For interest, boundaries and nested structures were illustrated with a simple systems map.

Findings Functional requirements were successfully identified. This demonstrated encouraging concordance with both the hospital’s stated strategic objectives and also with identified themes found in the literature relating to performance measurement and improvement. Resources were then identified, yielding much qualitative material for consideration and discussion.

Salado’s Tension matrix was constructed and tension was identified when different requirements competed for the same resource across the service provision-training interface.

Conflict over consumption of resources was not uncommon, this was most significantly found in supervisory capacity which is both key for service delivery (in a consultant-delivered service model) and in training (as faculty is a barrier to training expansion). Supply of high-quality resources was more commonly a limiting constraint over finance. Certain resources, depleted by the pressures of service provision, may be replenished by a training culture: exhibiting synergy rather than antagonism.

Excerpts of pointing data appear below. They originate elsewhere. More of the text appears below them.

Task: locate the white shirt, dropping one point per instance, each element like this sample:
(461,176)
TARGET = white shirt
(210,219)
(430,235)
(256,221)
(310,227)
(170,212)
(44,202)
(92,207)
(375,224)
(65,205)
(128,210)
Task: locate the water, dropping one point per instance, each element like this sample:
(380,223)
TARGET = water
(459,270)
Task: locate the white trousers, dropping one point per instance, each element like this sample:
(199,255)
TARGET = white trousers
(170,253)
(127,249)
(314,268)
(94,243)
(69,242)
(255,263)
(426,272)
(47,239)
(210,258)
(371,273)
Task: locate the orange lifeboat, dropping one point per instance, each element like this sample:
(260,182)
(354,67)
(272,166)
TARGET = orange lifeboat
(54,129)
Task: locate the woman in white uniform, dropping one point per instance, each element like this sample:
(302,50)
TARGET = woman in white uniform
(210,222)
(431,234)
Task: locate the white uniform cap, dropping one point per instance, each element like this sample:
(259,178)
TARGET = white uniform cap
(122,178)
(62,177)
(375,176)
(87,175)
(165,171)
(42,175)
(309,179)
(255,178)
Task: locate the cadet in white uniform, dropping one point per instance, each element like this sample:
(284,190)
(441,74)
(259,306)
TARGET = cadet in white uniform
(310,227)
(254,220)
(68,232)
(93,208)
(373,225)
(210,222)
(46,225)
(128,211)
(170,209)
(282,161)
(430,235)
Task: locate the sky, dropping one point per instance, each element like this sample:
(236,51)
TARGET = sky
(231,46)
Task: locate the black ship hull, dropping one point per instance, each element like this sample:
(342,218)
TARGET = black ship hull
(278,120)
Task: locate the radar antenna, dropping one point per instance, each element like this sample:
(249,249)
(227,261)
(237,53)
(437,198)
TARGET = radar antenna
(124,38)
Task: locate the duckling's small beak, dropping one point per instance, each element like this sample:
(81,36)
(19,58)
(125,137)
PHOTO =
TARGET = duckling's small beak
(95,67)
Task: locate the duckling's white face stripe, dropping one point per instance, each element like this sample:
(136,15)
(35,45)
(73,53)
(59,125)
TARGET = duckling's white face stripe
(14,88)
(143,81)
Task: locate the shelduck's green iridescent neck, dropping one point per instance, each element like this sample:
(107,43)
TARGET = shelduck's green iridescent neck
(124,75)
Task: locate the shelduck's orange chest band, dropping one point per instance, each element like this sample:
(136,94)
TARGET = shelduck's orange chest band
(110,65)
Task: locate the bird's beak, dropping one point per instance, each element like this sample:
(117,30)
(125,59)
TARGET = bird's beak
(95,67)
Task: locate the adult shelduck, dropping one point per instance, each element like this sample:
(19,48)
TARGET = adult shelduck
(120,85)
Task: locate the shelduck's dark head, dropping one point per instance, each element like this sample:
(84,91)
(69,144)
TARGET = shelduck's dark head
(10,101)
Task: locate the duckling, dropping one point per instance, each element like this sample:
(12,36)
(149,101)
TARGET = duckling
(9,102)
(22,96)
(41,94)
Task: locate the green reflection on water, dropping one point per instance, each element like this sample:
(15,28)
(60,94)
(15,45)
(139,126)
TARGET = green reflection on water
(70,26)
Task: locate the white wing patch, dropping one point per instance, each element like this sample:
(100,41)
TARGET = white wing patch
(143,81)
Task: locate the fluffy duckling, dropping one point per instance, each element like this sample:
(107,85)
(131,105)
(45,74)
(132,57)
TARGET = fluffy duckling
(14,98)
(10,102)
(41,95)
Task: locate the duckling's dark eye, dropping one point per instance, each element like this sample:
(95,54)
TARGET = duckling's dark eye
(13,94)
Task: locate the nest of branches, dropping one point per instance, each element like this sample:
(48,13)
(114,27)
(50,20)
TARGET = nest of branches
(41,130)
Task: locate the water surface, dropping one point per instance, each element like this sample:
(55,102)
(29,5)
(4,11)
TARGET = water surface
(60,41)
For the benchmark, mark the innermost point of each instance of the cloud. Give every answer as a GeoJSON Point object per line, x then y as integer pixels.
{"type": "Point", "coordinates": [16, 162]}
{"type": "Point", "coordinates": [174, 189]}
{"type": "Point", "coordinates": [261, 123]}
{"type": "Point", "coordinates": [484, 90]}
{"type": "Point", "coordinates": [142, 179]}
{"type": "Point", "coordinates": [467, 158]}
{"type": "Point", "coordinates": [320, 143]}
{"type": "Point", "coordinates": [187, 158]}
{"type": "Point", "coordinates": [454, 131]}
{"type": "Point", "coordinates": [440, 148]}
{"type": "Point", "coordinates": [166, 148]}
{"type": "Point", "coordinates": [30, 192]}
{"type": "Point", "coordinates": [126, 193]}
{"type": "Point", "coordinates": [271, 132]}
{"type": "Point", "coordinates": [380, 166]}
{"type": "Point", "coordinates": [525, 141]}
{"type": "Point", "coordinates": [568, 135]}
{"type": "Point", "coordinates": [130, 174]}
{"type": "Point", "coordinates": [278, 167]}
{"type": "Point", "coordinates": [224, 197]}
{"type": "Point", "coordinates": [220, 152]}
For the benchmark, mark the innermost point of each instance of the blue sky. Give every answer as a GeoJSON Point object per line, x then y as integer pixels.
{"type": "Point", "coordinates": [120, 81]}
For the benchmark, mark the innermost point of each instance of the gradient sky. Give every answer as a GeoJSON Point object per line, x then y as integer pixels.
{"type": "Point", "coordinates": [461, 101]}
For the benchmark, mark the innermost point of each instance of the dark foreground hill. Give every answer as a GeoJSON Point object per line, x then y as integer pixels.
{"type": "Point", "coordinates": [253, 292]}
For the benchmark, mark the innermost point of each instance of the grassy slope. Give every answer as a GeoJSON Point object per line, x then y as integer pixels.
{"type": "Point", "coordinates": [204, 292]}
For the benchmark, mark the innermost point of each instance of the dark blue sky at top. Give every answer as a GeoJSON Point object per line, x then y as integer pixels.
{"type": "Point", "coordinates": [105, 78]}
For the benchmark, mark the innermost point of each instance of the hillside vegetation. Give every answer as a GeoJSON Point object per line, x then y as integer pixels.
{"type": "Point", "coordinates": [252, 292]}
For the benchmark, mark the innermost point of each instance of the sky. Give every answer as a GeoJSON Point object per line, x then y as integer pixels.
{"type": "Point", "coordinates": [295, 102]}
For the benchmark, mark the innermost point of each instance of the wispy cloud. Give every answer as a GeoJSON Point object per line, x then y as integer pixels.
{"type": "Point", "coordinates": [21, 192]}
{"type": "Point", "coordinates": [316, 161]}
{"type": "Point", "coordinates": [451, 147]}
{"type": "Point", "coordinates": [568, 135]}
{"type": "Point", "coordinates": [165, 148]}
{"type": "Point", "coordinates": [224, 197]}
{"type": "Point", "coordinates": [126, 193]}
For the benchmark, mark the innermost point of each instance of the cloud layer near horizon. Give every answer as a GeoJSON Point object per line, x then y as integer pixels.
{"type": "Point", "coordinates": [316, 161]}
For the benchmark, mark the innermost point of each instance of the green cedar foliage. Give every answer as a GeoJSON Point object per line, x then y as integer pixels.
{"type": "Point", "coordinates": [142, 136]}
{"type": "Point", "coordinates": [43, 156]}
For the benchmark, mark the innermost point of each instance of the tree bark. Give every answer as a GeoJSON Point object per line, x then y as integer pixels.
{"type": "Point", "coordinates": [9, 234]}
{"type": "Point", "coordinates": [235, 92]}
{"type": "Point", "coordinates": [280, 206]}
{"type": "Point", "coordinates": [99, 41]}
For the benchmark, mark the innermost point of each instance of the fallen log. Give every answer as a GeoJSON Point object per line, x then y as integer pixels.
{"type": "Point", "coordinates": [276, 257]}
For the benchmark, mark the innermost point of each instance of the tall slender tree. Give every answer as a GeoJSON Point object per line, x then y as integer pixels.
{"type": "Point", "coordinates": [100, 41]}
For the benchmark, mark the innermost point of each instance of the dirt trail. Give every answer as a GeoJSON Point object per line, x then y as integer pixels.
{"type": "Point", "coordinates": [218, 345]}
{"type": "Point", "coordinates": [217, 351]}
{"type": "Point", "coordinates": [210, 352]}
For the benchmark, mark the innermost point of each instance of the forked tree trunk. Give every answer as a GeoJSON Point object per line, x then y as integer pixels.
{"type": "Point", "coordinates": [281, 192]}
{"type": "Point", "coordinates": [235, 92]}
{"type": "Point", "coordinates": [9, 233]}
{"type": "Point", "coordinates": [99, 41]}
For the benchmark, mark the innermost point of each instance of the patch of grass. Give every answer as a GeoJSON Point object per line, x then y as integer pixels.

A Systems map was created to highlight boundaries, inter-dependence, and unequal power distribution: the challenges of LTFT and divided loyalties were described. Although not comprehensively explored, external (often legal) constraints further complicate this. Other sources of tension include the challenge of delivering high quality patient care when meeting educational and contractual mandates, with continuity of care being so particularly hard to achieve.

Key messages

  1. If handled sensitively, the system could operate in a state of balance not direct conflict. ‘Training and service delivery are two strands of the same double-helix running through the Trust’. Similarly the value of a training culture was highlighted when done well: ‘service provision IS training’.

  2. Feedback needs to be timely and high-resolution (both when training and when operating the Trust). Out of hours learning needs accurate feedback to maximize patient safety and exploit learning opportunities.

  3. Less Than Full Time places demands on the system but flexibility needs to be embraced, particularly in training programmes.

  4. The use of AHPs (non-Drs) to fill rotas is generally helpful, inevitable and progressive. However the competition for training opportunities requires close monitoring lest training suffers.

  5. Lack of continuity of care is both a macro- and micro-challenge; it may threaten both high-quality and efficient patient care as well as good training.